Whether or not ePub has been anointed as a "standard" in your view is irrelevant. It was created to be an open standard interoperable royalty-free format by the IDPF, and is documented as one, such that people know how it should behave and how to implement tools that work with it. And multiple parties do in fact currently use it as one when creating and distributing and readily create tools to go along with it.

Now, maybe it might languish and end up being one of those abandoned standards replaced by something else as the W3C's XHTML 2.x proposal has been superseded by HTML5 or that advanced XLink thing that went no further than the simplest linking functionality.

But the point remains that I can create and edit an ePub using nothing more than a plain text editor and a zip utility and I expect to be able to keep doing that in the future, and DRM considerations aside, be able to easily extract the textual innards to convert into the next-generation format using only a zip utility and a plain text editor.

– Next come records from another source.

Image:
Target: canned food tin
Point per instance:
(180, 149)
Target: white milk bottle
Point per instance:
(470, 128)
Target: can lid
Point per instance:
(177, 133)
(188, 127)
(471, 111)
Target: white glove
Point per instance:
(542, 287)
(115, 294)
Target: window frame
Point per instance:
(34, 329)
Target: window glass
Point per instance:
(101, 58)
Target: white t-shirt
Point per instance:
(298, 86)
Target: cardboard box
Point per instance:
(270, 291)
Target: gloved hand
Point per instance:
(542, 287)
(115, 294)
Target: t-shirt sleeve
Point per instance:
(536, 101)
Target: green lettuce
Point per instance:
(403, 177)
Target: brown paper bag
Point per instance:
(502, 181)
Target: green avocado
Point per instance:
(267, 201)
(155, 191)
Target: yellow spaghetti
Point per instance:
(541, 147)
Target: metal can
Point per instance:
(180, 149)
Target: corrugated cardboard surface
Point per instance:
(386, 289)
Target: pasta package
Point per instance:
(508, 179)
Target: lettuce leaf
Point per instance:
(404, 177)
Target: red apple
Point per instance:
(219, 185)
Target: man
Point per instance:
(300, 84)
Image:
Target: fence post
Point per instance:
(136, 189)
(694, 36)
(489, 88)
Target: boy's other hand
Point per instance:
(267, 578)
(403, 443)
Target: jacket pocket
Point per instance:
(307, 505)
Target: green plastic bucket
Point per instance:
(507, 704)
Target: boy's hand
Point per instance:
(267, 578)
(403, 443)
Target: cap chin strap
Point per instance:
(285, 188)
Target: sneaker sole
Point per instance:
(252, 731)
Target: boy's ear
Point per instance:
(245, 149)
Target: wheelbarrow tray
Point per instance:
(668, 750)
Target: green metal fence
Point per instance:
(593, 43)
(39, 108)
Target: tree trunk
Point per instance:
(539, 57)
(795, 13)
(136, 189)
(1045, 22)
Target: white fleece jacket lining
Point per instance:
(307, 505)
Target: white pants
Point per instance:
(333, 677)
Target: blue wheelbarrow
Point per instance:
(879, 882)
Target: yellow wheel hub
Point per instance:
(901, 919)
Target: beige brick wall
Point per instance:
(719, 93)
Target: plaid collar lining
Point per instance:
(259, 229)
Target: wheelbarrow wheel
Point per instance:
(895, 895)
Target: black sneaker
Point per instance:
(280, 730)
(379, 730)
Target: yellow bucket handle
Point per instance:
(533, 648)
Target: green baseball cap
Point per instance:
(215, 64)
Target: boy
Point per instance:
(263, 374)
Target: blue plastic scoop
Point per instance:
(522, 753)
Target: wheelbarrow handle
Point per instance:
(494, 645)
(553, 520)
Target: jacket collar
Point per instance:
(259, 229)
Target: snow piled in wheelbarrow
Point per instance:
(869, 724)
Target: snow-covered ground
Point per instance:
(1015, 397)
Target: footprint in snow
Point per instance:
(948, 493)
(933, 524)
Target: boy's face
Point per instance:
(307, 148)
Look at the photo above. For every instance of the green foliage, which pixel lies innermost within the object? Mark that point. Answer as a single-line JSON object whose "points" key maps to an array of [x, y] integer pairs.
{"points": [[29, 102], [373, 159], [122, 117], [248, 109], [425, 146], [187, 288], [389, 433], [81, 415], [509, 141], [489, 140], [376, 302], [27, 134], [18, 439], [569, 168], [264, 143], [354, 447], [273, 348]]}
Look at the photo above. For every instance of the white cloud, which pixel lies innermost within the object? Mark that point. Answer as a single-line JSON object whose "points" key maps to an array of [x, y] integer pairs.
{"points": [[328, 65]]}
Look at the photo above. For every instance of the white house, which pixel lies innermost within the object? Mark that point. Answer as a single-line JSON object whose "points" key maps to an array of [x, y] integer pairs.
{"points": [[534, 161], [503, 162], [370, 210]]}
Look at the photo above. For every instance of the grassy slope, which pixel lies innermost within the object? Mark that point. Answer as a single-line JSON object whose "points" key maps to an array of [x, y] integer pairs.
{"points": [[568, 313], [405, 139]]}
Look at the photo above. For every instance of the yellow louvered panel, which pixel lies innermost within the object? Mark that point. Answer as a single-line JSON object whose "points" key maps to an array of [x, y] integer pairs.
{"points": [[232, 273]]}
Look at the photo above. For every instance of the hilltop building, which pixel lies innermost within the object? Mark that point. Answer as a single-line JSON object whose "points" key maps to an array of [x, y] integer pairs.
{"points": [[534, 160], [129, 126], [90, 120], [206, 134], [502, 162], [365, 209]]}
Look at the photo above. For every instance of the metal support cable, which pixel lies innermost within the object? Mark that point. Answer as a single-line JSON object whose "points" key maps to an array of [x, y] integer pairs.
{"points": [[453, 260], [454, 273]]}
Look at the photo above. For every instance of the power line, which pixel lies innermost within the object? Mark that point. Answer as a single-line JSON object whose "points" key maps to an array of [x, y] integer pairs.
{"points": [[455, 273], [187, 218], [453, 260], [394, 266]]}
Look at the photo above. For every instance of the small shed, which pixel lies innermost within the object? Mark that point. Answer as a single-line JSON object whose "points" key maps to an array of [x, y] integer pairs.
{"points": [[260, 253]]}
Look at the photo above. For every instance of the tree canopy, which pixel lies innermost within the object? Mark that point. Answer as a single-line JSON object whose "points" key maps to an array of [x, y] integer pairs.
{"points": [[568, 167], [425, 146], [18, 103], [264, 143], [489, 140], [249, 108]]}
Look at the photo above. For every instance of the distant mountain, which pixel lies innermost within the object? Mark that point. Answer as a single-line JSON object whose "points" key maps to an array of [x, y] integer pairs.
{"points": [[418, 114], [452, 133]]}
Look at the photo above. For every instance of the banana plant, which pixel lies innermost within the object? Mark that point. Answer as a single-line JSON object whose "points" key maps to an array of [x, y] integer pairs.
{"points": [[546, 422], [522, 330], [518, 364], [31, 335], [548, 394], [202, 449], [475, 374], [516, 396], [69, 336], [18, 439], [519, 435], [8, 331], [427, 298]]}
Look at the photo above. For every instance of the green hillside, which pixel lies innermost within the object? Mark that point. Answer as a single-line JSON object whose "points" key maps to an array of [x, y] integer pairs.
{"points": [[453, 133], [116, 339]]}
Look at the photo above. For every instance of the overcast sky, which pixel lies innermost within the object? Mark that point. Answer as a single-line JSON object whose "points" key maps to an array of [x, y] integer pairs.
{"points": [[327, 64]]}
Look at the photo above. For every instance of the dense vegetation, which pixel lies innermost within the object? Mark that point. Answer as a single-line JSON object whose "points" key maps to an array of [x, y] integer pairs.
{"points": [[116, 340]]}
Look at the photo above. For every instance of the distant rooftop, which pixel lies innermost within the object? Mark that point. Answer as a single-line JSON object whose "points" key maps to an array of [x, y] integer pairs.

And that puts it a step above Mobi, on which you're dependent upon whatever tools and docs Amazon provides, and whatever tools and docs anyone else can reverse-engineer, which I'm quite grateful for and use on a weekly basis, but it would be nice to be able to do without.

Quote:
Originally Posted by fjtorres View Post
Believe as you will, about the value of epub as a "standard", but don't be surprised if by this time next year, the current four-way DRM splintering of epub becomes a five-way forking of the internal plumbing.
I did mention that I mainly get DRM-free books, did I not? And for the purposes of usage, yes, the DRM-free people stick to the standard proposed spec, or reasonably closely enough. And even underneath the DRM, B&N and Adobe and even Kobo's books do mostly conform with the spec when it comes to the actual text and organization of it.

One might as well argue that Mobi is an equally if not more-so moving target in this area, as Amazon keeps messing with the DRM and changing the way the PID/kinfo works in conjunction with the device/software apps to decrypt the files. Not to mention KF8 and Topaz.

Provided you can get at it, it's what's underneath that counts, and the amount of work it takes to keep the unofficial Mobi helper tools up to date can be seen in the efforts to understand the changes made to the wrapper of the new default KF8+ output of the new version of KindleGen, so that the mobiunpack and kindlestrip tools can be used with it, which currently run to +5 pages combined.

Amazon, of course, seem to have removed entirely from download availability the old version of KindleGen which would have created Mobi only (well, actually Mobi+all your source files stuffed after it), although one can still use Mobipocket Creator if one is on a Windows computer, or Calibre which relies on such reverse-engineered findings.